5 Ways Your Diet Has an Impact on Your Squash Game

In a previous post, here on Hutkay.fit we discussed the many merits of playing squash, and its positive effects on your health. From improving your blood circulation to increasing your flexibility, squash is a dynamic physical and mental activity that can keep you strong and sharp. However, in order to reap the full benefits of playing the sport, you have to be able to perform at a high level. Aside from putting in the work at the gym, you can always fine-tune your diet to help you be in the best shape for matches. Here we have five nutrition tweaks you should consider today.

# 1: Choose to be Complex

Squash is a racket sport that will definitely take a lot out of you.

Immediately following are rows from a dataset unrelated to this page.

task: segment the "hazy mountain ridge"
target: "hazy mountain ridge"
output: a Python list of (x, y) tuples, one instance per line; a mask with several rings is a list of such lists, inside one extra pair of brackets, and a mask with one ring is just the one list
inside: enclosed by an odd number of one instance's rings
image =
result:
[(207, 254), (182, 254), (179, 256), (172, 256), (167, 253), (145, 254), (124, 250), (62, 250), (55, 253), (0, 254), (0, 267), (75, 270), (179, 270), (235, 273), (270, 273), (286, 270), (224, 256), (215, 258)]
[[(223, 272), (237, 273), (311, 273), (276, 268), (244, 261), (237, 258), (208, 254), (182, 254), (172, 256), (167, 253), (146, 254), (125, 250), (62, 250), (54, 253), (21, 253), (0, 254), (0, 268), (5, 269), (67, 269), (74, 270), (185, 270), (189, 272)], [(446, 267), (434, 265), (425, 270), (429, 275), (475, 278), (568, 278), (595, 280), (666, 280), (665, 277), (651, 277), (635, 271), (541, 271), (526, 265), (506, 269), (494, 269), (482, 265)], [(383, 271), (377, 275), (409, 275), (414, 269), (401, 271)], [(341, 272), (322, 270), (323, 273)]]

To sustain a certain level of energy throughout the match, your body should be running on optimum fuel. By eating complex carbohydrates, you will have more energy because the body takes longer to process them. As you plan your meals, try to include berries, kale, legumes, nuts, seeds, spinach, and whole grains into the mix, as these will keep your energy levels high and ensure you are competitive throughout your squash games.

# 2: Drink and Perform

Many tend to forget that keeping your H20 levels in check is a crucial part of every athlete’s nutrition. If you step onto the court and your throat is parched, you will already be at a disadvantage as you may be closer to muscles cramps than you think. To avoid this, the University of Pittsburgh Medical Center advises that adult males should be drinking up to 125 ounces of liquid daily, while females should consume 91 ounces. Every 15 to 20 minutes of physical activity, you should also be taking between four and eight ounces of fluids. As squash is a grueling sport, bringing a sports energy drink is a great idea. It would also be wise to consider getting a healthy dose of calcium before bed. Health IQ states that drinking a glass of milk before bed not only fires up your metabolism, but also facilitates muscle recovery.

# 3: Timing is Everything

Nutrition consultant Riska Platt, M.S., R.D. advises that you should take a pre-game meal two hours before the event. Aside from not overeating, you should also stay away from saturated fats, which may take longer to digest and may hinder the release of energy throughout your muscles. After all, every swing should be crisp and strong. During the game, Platt explains that raisins or a banana on hand can restock your used-up carbs, especially for the high-intensity-natured sport that is squash. After the game, always remember to replenish your fluids and eat protein-rich foods to aid muscle repair.

# 4: Ditch Junk food

It’s true: eating sweets can supply you with a surge of energy and alertness. However, what many athletes forget is that this boost is short-lived because there is an inevitable crash once your body has processed all that sugar and calories. Possible result: you’ll be experiencing a performance dip while out on the floor. As squash is fast-paced, you cannot afford this to happen.

# 5: Control Your Portions

Squash is about being light on your feet, as mobility and agility are key factors to winning. Just like any other athlete keeping a strict diet, you want to exercise portion control and restraint during meals. While you may be eating healthy types of food, exceeding your amounts per serving may lead to unnecessary weight gain and wreak havoc on your body. Consistency, in every sense of the word, is the cornerstone of a successful diet.